I had a very open-ended resolution for 2012. Last year, I resolved simply to "Do Better." You see, 2011 was pretty brutal in my personal life and I knew that those problems would carry over. So I threw out all the lofty "lose weight get in shape" goals and simply committed to doing better. To not only survive, but move forward. My writing was sparse, but I did my best to up my game in what I did write, and my two 2012 releases pleased me a lot. The Bacchi and Silver/Steel are both books I'm proud of. And for the most part, I managed my health and diet pretty well, falling into the occasional abyss of cheesecake and Twizzlers.
Yeah, some bad stuff happened, but I handled it for the most part.
2013 is looking somewhat better than 2012. I'm ahead on my writing, have an agent, and my mother is having surgery this week for a problem that's been plaguing her for quite some time. Hopefully her health will continue to rebound. My niece KJ has been accepted to a day program after being at home full time for 2 years. That gives me a five or six hour block of time every day that's truly my own.
This year's resolution is also open-ended. This year I want to work toward putting my house in order. Not necessarily my literal house (though that's on the list) but my virtual house. My finances, my career, my personal life. This year I want to move from temporary fixes to permanent solutions. Instead of scrambling to organize my receipts for the year, I'll log them as they come in. I can't stop the sun from roasting me in my office during the summer, so I've bought thermal shades. I'm tossing out the Medi-fast diet food, the miracle diet drops and am restocking the kitchen with healthy food.
So many of the problems that crop up in our lives are symptomatic of something else. I carried a feeling of uneasiness and depression for a long time, till I finally faced up to an overwhelming money situation. Once I addressed it and made arrangements to handle it, I felt a fresh lease on life. Better organization allows me to stay on top of administering meds for two sick people, social workers, dogs stuff and writing.
This is all part of getting my house in order. I want to throw out the quick fixes and get to the heart of the problem. If I'm unhappy, I'll search out the root of the problem rather than tossing a bandage (usually made of chocolate) over the wound. I expect this year's journey will involve some healing, some fence mending (not only in the dog yard) and more than a dash of humility. It won't all be easy, but then, if it was easy, it wouldn't be a problem, right?

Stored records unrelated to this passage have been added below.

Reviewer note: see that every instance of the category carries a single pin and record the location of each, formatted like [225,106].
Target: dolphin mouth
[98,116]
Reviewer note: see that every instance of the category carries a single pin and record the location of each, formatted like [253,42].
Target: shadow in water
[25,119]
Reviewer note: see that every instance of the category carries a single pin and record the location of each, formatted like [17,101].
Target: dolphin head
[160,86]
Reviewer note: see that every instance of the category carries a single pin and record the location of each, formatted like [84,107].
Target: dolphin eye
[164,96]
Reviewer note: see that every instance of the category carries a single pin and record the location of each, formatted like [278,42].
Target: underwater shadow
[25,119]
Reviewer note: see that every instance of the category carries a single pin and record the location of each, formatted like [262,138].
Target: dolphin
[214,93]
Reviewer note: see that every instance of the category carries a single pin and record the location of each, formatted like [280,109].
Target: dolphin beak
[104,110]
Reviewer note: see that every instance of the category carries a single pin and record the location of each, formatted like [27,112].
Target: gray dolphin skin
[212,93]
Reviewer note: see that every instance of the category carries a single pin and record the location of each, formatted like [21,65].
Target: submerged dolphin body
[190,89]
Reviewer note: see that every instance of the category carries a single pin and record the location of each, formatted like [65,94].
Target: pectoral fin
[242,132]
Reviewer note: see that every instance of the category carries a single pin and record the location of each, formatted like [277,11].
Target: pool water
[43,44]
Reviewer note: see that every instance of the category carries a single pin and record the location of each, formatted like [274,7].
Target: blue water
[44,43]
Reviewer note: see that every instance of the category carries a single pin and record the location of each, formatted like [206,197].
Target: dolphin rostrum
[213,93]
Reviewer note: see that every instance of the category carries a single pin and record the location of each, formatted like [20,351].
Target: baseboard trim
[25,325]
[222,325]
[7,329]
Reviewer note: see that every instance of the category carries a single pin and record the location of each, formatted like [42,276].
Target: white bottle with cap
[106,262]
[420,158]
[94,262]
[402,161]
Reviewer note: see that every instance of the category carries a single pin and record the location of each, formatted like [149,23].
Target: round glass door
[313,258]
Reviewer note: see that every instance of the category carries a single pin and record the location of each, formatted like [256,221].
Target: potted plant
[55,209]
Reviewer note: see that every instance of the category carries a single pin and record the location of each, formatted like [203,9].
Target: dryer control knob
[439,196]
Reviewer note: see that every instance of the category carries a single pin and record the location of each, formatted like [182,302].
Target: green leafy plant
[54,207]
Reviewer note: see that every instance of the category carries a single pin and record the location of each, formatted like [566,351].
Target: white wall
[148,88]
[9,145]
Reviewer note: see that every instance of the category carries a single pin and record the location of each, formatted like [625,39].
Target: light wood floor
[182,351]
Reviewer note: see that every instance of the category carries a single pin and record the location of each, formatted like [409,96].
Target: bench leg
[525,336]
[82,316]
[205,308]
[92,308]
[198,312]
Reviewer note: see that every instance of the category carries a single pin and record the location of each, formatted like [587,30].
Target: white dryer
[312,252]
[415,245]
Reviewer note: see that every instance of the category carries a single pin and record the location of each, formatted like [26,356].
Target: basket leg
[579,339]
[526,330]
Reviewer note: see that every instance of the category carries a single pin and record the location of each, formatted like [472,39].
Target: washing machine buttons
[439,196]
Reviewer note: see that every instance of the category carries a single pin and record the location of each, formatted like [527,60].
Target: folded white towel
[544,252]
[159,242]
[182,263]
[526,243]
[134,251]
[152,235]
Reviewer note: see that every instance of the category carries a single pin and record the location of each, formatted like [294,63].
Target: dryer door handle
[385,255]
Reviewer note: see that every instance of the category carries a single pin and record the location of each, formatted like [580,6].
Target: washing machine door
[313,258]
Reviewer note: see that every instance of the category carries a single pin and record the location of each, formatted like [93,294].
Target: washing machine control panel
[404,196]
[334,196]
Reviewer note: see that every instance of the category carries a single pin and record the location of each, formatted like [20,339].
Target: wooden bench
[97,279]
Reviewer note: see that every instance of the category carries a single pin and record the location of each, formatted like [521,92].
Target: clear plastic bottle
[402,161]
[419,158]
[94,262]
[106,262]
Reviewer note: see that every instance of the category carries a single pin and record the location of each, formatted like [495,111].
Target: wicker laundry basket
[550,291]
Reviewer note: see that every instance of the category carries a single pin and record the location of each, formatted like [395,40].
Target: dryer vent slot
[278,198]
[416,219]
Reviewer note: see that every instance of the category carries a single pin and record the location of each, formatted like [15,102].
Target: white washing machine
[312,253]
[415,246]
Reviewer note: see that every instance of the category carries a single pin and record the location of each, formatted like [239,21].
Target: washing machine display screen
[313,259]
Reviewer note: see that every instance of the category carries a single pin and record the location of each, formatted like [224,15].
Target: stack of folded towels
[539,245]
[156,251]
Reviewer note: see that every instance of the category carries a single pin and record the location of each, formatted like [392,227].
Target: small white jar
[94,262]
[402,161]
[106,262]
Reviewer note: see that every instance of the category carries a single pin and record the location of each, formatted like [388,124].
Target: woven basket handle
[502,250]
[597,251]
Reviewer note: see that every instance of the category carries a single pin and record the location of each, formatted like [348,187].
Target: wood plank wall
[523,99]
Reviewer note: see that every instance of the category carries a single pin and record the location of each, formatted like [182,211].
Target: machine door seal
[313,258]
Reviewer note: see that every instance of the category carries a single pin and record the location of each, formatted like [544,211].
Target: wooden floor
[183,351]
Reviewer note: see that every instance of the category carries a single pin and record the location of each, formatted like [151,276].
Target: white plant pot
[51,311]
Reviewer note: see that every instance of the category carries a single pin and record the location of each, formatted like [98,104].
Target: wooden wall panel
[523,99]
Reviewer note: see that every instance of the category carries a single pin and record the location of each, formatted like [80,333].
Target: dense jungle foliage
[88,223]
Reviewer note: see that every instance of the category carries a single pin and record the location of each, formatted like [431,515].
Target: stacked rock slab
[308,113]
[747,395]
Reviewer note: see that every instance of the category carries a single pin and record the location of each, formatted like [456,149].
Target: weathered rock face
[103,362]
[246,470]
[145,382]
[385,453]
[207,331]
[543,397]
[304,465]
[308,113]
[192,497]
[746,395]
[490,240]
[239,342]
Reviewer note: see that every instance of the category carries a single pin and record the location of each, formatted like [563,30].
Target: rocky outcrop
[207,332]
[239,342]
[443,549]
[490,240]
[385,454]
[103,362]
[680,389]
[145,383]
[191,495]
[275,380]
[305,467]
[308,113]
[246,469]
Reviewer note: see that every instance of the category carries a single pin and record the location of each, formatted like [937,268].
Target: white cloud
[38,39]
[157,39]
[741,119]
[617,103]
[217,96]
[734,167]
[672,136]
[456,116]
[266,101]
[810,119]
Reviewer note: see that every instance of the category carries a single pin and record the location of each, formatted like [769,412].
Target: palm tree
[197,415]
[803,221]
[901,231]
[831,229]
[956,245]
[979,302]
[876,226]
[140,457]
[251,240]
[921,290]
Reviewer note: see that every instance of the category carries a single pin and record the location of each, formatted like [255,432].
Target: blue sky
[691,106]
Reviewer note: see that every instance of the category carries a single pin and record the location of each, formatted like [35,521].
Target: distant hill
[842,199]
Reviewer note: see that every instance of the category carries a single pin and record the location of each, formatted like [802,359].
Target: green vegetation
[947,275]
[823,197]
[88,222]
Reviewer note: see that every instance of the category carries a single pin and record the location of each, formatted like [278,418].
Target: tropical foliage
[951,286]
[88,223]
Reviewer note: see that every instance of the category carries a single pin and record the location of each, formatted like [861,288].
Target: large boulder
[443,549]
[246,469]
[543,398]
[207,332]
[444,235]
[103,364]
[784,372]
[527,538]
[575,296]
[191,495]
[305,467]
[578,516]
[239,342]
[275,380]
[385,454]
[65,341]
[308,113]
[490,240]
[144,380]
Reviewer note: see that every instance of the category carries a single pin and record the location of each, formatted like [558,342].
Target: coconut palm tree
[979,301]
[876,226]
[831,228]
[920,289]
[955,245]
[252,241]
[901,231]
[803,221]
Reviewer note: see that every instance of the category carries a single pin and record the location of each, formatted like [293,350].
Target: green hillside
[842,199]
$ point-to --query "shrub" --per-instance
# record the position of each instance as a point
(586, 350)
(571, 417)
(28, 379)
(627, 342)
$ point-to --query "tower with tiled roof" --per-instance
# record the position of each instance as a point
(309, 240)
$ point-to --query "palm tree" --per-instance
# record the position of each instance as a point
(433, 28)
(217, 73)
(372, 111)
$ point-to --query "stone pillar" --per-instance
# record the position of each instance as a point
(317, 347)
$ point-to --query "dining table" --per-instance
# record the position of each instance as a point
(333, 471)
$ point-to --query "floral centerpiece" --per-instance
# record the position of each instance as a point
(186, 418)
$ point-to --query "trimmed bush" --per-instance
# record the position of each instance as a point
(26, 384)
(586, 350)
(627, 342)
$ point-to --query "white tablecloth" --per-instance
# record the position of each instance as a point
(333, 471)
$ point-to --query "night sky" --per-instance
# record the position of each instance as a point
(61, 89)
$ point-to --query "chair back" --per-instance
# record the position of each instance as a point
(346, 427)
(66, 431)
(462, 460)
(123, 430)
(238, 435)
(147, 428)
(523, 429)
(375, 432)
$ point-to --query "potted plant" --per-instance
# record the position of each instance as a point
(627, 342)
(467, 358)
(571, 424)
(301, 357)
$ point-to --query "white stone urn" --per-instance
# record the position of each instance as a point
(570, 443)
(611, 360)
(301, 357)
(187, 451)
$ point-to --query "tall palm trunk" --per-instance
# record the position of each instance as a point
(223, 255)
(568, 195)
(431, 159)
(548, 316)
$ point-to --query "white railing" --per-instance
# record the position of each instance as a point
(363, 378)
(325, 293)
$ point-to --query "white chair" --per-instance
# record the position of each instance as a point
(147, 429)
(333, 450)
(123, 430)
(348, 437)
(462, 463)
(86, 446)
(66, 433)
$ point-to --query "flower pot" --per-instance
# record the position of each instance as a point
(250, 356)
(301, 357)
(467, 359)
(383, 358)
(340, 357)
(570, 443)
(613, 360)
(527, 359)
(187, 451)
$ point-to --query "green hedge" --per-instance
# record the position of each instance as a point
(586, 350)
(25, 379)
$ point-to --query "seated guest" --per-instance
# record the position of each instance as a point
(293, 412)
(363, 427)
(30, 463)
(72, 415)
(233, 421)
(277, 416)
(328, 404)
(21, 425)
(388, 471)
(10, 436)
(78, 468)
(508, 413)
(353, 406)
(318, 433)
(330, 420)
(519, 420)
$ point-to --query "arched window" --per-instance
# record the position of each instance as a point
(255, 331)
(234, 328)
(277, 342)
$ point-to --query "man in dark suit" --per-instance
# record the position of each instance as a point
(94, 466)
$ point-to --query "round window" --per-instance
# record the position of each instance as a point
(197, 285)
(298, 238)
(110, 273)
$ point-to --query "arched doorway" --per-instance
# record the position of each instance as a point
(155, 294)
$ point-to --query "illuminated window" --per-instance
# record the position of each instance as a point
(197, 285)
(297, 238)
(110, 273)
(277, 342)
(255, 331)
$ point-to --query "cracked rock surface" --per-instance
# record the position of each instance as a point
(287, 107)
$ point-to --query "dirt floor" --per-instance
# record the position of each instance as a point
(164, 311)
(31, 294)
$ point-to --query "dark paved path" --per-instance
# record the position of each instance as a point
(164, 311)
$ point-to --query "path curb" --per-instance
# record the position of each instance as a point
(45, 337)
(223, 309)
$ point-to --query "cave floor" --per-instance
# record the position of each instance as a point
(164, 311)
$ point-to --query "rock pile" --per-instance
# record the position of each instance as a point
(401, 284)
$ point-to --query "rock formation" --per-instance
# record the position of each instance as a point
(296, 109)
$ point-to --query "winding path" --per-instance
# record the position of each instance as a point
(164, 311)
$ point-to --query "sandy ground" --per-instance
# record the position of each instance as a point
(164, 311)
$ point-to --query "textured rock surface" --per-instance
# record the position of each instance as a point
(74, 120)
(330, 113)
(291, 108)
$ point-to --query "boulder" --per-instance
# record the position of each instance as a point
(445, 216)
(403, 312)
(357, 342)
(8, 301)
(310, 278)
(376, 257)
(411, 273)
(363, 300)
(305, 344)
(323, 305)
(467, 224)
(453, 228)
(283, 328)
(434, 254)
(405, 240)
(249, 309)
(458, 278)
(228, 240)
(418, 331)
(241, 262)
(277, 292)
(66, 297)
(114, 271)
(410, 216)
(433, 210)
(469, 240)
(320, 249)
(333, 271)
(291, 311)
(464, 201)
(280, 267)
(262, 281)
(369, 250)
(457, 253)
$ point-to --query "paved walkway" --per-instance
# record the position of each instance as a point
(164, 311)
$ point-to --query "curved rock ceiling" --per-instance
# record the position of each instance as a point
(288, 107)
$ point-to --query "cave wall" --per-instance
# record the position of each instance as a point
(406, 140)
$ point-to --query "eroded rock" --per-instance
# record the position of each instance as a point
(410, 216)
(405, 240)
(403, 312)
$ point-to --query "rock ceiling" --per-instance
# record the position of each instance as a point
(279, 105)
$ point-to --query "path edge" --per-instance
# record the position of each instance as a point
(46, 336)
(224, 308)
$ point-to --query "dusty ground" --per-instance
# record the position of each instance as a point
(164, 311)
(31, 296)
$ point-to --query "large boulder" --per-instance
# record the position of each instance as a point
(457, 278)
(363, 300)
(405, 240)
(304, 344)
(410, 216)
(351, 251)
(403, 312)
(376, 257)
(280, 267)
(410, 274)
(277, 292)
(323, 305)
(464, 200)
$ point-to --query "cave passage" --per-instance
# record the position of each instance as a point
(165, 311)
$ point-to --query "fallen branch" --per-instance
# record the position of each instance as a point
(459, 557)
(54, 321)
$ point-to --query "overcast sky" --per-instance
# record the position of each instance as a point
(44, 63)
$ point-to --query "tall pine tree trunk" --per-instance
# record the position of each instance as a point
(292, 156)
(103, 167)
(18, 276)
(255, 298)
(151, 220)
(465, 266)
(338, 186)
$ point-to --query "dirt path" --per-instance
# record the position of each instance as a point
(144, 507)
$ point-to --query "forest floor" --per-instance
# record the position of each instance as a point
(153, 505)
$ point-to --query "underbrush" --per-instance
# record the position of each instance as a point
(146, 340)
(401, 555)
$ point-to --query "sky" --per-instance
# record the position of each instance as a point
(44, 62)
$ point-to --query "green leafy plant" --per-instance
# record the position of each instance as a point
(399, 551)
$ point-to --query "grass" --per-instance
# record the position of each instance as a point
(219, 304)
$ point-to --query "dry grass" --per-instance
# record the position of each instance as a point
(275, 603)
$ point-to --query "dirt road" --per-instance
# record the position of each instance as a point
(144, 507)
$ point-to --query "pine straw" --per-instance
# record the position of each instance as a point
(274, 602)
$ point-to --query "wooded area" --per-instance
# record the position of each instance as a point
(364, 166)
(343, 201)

So tell me, what are your hopes, expectations and goals for the upcoming year?
3 comments:
You're an inspiration, my friend. The truth is, I just don't know what my resolutions are. I've read so many the last twenty four hours or so hoping for inspiration. Yours is the first that triggered a response. Getting your house in order is a fantastic one!!! I think I'll borrow that one myself.
2012 was a brutal year and I'm in survival mode still, I think. You know, keep your head low, drive on, roll with the kicks...So I'm going to try and build per quarter goals. Still working on them.
You are awesome, lady. And I look forward to what you bring in 2013!
Dawn
I started to write how much of an inspiration you are and then saw that Dawn had also said it. It's a testament to you that we both had the same initial thought! You deserve to have a wonderful, successful, and less challenging 2013 and I wish all of that for you!
For me, I need to do a lot of that organising my house stuff too. Lots of financial things with a new consulting business...plus a lot of remaining baggage from moving cities and getting settled in a new place. But in my writing life, I'm going to work at consistency and writing regularly. My goals will be short term so I can tick the list and move to the next - it's great for my confidence to see a lot of tasks done. So that's my tip for 2013!
Maggie
You rock, Belinda! Seriously, you've managed to do more in the time you've got than I do, and I have time to do things. It never seems we have enough time-- but you always eke out a bit more. This year, I resolve to do more for my health, more for my writing, and to make it count for me. I also resolve to speak up more on the way people treat me. If they can't like me for who I am and the way I look now-- they're not going to like me any better if I'm thinner.
But the writing-- I've done some spending of the moola and I've been prepping myself to use new tools to make life simpler. So that's my goal-- make my writing simpler. Make it so it's so easy you'd think a kid could do what we do. But make it so that my ADD doesn't overwhelm me and that I don't feel like a failure like I have the past few years. I'm better now than then, but I'm not where I wish I was. But I can't undo what's done-- so I need to find a new normal. GO us!